A SERIAL sex attacker dubbed the ‘laughing rapist’ has been given his sixth indeterminate jail term and told he is a “highly dangerous individual”.
Stephen Crawford, 51, was given with the sinister nickname because of the snearing smirk he gave each time he was cleared of rape charges in relation to five women during the early 2000s.
Justice finally caught up with the former mobile disc jockey, from Washington, when he was given four indeterminate sentences and one life term for sex attacks on women in 2007 and 2012.
He had also served sentences for sex offences against women and children in the 1990s, and was given a five-year jail term earlier this year for trying to rape a woman he offered a lift home from a pub in the 1980s.
Crawford’s terrifying list of convictions include rapes, indecent assault and sex with underage girls.
The sick attacker, who a judge once said “enjoyed the act of rape”, was found guilty this week of raping a teenager in the 1980s after she told him she did not want to spend time with him.
At Newcastle Crown Court, Judge Sean Morris sentenced Crawford, who smirked when his jail term was being discussed, to life behind bars for the attack.
Judge Morris told him: “When she tried to stop you or say she didn’t want to see you, as you did on other occasions, you lost it.
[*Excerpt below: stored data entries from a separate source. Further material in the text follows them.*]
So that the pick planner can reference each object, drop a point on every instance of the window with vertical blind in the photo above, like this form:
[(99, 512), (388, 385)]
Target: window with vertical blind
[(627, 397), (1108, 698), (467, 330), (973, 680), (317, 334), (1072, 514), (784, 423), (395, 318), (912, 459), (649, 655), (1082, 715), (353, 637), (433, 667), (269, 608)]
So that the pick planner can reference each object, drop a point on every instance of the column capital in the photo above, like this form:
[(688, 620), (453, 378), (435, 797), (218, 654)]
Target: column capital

“There is something wrong with you when you are rejected by women.
“You are a highly dangerous individual in my view.
“There is a substantial risk you will commit similar offences against women in future.
“You are still middle aged and will be a danger to women for a long, long time.”
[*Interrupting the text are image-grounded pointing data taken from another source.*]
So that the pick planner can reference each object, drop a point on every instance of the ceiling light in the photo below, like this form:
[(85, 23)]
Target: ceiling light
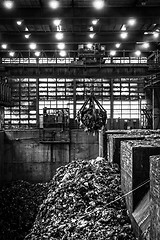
[(62, 53), (11, 54), (118, 45), (27, 36), (95, 21), (57, 22), (91, 29), (32, 46), (145, 45), (19, 22), (156, 34), (98, 4), (91, 35), (123, 28), (53, 4), (8, 4), (59, 28), (61, 45), (59, 36), (4, 46), (89, 45), (124, 35), (137, 53), (112, 52), (37, 53), (132, 22)]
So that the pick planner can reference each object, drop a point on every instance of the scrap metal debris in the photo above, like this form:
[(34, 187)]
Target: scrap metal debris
[(84, 202)]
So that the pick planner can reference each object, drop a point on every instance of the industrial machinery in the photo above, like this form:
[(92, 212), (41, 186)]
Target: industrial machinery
[(92, 116), (55, 125)]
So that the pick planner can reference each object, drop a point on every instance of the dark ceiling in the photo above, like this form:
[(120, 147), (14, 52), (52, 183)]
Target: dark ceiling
[(76, 19)]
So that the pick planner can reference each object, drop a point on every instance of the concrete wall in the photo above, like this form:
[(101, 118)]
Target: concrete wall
[(25, 157)]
The judge said Crawford must serve six years behind bars before he can apply for parole.
But he added: “It is my sincere wish that they think long and hard before they ever release you, if at all.”
The court heard Crawford drove the victim to a secluded location on an industrial estate and called her a “whore” before threatening to “punch her face in”.
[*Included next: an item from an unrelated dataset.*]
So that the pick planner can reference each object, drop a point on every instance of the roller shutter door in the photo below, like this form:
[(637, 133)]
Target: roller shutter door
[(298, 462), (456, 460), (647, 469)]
She was then subjected to a sickening rape ordeal which left her “utterly terrified”, before being warned she would be killed if she told.
Crawford denied rape in relation to the attack, and was advised by the trial judge before the case started that a guilty plea would be looked upon more favourably by the parole board, who may one day consider if he is safe to be back on the streets.
But the serial offender responded from the dock: “I will never get out anyway, sir.”
His denial meant his victim had to re-live her ordeal by giving evidence against him.
The court heard Crawford was in his 20s when he attacked the teen, who said she did not want to spend time with him.
The attack happened at a secluded part of an industrial estate.
Prosecutor Jonathan Devlin told the court: “He became angry and verbally abusive, he called her a f****** bitch.”
The court heard after the rape Crawford told his victim he would kill her if she ever told anyone what he had done to her.
Julie Clemitson, defending, said: “There is no prospect of him being released until the parole board determine he is no longer a danger.”